Il vulcano dormiente!
Il suo monitoraggio è costante, sebbene l’ultima effettiva eruzione risalga al 1944, durante la seconda guerra mondiale: le colate di lava arrivarono fino a Cercola e danneggiarono paesi come Scafati, Angri, Poggiomarino, Cava, Terzigno, Nocera Inferiore, Nocera Superiore e ovviamente Pompei. Ventisei furono i morti.
A questo punto, viene automatico parlare della famosa eruzione del 79 d.C che distrusse Pompei, Ercolano, Oplonti e Stabia. All’epoca, gli abitanti di tali paesi non avevano la benché minima idea di trovarsi accanto a questo mastodontico gigante in quanto questo non era visibile. Fu soltanto dopo l’esplosione che si formò il cono ed è per questo che gli stessi cittadini non riuscirono a cogliere i segnali dei giorni precedenti all’eruzione, come le frequenti scosse di terremoto e l’assenza di acqua nei pozzi.

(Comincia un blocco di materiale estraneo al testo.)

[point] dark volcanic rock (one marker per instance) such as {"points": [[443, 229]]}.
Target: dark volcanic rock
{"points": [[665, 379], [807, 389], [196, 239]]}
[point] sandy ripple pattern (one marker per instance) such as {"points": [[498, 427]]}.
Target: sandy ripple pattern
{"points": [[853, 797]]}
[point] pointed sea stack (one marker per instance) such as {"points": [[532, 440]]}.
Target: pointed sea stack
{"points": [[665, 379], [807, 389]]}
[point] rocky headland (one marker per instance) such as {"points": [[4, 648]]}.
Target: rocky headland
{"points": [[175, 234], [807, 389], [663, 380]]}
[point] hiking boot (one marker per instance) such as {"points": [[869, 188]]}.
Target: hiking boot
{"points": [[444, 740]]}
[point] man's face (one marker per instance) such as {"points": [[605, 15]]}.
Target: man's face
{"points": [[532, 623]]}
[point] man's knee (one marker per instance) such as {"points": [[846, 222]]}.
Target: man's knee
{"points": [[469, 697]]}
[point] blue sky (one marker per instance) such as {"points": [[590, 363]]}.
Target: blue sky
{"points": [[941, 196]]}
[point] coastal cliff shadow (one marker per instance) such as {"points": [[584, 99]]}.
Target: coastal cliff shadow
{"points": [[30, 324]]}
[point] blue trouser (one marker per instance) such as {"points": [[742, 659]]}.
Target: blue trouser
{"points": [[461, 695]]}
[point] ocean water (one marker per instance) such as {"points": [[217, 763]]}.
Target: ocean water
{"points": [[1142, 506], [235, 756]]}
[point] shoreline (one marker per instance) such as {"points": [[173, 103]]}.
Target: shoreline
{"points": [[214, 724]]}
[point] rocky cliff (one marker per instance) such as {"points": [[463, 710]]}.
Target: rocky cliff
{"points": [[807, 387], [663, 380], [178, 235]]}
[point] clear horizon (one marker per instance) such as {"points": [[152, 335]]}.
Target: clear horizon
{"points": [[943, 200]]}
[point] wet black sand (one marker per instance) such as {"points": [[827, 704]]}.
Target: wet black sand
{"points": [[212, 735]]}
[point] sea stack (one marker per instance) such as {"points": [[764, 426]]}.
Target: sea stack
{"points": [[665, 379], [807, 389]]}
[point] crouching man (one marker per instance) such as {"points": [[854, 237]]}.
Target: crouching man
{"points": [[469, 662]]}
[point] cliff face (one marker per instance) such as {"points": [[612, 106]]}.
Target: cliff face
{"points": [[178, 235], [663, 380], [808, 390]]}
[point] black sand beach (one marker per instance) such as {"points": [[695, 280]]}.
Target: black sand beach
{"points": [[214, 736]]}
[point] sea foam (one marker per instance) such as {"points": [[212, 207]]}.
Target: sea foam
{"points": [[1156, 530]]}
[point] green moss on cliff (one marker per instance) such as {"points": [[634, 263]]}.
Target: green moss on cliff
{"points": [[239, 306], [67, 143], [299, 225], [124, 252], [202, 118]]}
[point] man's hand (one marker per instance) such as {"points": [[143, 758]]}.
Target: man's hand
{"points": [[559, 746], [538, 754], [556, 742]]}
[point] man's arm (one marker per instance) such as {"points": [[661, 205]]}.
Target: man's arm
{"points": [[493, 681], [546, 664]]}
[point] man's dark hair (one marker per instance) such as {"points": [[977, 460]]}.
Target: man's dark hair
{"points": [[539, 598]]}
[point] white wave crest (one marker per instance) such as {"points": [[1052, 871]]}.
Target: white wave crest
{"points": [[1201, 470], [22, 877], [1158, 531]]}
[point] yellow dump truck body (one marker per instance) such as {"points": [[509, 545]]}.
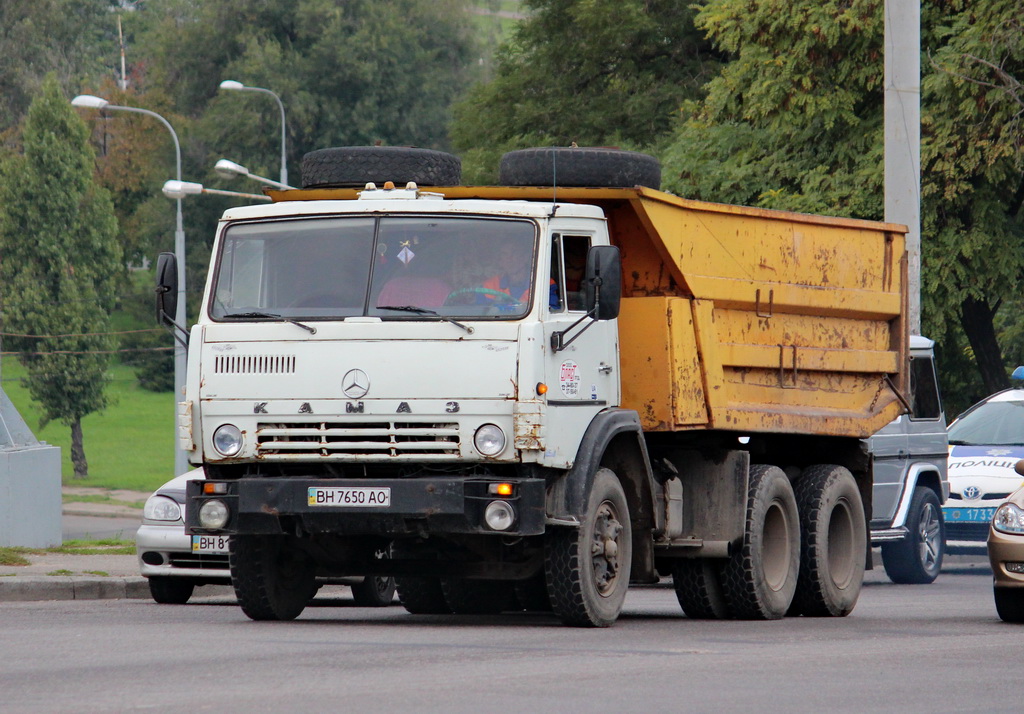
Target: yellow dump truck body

Ancora più grave fu l’eruzione del 1631: dopo ben cinque secoli di inattività: il cielo fu oscurato da un’enorme nuvola e il cratere centrale crollò. Il tutto fu preceduto da devastanti terremoti, dalla caduta di ceneri, forti temporali e da colate di lava e fango che distrussero la vegetazione e uccisero migliaia di uomini e animali.
Tecnicamente il Vesuvio è parte dell’arco vulcanico campano ed è uno stratovulcano che rientra nella categoria di quelli grigi, per il materiale che ne fuoriesce quando è attivo.

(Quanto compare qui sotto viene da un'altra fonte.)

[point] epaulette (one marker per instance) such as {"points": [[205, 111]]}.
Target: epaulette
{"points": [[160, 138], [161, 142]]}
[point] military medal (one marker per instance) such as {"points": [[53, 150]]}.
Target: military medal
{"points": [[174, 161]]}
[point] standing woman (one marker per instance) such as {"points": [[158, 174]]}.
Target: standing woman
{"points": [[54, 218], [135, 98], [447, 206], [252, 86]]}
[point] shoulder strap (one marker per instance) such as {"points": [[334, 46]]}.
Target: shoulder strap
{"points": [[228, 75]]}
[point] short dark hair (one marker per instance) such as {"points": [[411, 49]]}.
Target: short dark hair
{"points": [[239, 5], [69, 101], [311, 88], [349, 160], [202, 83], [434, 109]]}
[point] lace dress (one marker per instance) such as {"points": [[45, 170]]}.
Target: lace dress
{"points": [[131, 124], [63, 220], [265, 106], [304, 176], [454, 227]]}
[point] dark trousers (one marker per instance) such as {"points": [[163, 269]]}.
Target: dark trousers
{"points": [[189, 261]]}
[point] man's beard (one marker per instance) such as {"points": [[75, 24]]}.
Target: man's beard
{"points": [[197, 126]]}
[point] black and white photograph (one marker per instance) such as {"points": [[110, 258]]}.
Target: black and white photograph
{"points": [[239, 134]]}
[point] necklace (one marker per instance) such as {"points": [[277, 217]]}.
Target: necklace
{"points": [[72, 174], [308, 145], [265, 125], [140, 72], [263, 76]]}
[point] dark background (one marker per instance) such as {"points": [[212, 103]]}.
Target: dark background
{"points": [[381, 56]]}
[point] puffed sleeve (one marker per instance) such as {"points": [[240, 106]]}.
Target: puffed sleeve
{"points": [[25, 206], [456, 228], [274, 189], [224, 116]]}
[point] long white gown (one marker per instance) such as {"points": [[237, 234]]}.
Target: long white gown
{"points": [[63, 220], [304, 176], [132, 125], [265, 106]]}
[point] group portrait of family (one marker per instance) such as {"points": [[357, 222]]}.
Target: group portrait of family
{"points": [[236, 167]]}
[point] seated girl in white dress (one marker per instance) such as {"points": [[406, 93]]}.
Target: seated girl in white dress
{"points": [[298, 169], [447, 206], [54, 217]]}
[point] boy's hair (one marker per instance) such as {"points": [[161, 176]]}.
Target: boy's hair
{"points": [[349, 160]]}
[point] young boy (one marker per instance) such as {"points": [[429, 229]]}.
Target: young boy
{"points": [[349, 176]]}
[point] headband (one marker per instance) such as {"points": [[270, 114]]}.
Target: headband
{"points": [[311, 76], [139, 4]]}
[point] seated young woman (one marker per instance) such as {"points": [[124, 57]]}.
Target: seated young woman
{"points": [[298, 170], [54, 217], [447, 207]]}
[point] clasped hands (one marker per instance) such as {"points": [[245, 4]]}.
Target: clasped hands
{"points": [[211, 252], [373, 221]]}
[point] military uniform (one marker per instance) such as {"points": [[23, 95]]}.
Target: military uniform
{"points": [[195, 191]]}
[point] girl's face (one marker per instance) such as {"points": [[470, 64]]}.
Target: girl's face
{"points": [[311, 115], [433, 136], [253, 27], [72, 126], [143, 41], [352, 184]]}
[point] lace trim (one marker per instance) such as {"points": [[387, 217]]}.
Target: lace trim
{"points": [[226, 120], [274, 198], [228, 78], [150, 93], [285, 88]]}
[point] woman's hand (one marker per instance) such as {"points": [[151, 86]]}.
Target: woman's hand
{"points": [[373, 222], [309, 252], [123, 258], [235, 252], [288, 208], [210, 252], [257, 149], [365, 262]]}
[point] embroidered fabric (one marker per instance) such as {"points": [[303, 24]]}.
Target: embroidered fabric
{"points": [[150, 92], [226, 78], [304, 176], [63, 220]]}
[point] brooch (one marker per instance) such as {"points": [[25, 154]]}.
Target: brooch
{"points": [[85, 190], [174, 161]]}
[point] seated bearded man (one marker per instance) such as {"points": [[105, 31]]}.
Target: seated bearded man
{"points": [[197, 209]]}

Ma perché si chiama Vesuvio?
La parola Vesuvio deriverebbe dalla radice sanscrita “vasu”, ossia fuoco, dall’indoeuropeo “auses”, ossia illuminare, o ancora “eus”, bruciare.
Virgilio, nelle Georgiche, lo identificò come “Vesevo”, dal latino vesuvia, cioè favilla, mentre Leopardi lo definì “Sterminetor” nella sua Ginestra.
Matilde Serao, invece, raccontò di un giovane chiamato appunto Vesuvio, innamorato della bella e dolce Capri.